Theoretically, you’re not entitled to unemployment benefits because you’re an independent contractor and Uber does not pay unemployment insurance into the state coffers. Furthermore, you were booted from the platform due to safety concerns, so in other words you were negligent regarding your duties and thus not entitled to compensation.


----------



## SHalester (Aug 25, 2019)

Donesmith1 said:


> What are my chances of getting unemployment


kinda zero. PUA is toast or will be by sept and if you have no W2 wages, you don't qualify for UI.


----------



## Daisey77 (Jan 13, 2016)




----------



## SHalester (Aug 25, 2019)

Uber's Guber said:


> Uber does not pay unemployment insurance into the state coffers.

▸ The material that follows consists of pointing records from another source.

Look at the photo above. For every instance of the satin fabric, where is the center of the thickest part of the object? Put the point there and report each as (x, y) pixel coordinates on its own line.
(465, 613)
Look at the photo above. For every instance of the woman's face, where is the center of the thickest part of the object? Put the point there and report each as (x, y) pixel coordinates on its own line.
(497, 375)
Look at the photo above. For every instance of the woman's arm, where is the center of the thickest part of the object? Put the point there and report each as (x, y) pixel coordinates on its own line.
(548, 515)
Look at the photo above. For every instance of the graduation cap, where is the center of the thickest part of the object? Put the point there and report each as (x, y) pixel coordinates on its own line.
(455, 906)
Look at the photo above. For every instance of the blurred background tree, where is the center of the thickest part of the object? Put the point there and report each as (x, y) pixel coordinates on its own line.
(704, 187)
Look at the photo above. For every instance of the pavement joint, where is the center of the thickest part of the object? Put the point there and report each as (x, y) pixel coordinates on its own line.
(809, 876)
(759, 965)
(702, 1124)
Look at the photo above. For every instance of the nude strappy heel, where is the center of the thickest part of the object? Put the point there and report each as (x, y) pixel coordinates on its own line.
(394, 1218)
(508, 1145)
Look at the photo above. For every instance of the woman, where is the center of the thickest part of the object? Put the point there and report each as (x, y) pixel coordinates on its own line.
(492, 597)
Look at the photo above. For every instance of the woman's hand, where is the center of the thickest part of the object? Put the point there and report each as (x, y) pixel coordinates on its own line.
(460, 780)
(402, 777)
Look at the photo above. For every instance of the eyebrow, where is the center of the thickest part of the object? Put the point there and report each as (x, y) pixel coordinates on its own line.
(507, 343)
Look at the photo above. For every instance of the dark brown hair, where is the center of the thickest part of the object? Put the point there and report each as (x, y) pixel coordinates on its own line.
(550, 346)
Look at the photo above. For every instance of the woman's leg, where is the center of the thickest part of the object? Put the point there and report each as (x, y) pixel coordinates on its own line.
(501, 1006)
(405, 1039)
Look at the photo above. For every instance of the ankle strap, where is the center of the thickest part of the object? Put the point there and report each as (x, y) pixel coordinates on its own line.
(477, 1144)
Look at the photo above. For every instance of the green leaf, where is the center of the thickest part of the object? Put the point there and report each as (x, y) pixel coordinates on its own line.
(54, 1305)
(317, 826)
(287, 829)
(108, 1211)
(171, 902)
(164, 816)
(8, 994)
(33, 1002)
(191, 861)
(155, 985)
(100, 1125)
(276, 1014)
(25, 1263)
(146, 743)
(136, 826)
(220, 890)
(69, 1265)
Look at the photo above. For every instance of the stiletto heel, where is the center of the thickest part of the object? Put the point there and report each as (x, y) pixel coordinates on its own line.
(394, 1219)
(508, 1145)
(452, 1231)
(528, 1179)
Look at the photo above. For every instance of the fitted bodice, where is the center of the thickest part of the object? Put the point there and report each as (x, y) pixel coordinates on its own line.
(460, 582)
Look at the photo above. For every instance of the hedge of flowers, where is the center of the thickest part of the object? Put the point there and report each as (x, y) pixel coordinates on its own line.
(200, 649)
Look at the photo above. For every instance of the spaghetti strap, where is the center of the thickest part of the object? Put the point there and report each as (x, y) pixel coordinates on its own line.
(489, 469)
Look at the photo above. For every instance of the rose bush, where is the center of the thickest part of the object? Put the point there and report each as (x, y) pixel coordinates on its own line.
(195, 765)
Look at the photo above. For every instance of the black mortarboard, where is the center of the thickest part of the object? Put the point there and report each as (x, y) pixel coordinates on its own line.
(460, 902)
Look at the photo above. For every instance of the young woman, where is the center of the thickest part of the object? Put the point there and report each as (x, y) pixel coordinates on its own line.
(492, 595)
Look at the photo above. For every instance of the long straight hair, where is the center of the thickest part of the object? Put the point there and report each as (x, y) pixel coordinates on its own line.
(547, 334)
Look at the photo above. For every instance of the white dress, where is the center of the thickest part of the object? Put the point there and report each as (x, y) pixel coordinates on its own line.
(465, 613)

well, they kinda do for their own employees. But drivers, at best we are accounts payable vendors to Uber. 🤷‍♂️


----------



## Buff69 (May 25, 2021)

SHalester said:


> kinda zero. PUA is toast or will be by sept and if you have no W2 wages, you don't qualify for UI.
> [/QUO


 I would apply wouldn't hurt PUA may be extended until first quarter of 2022...I would try unfair deactivations happen alot in the ride share work...but it's kinda late in the game tho...good luck


----------



## SpinalCabbage (Feb 5, 2020)

Daisey77 said:


> View attachment 605590


She should be in a bikini. Great hair.


----------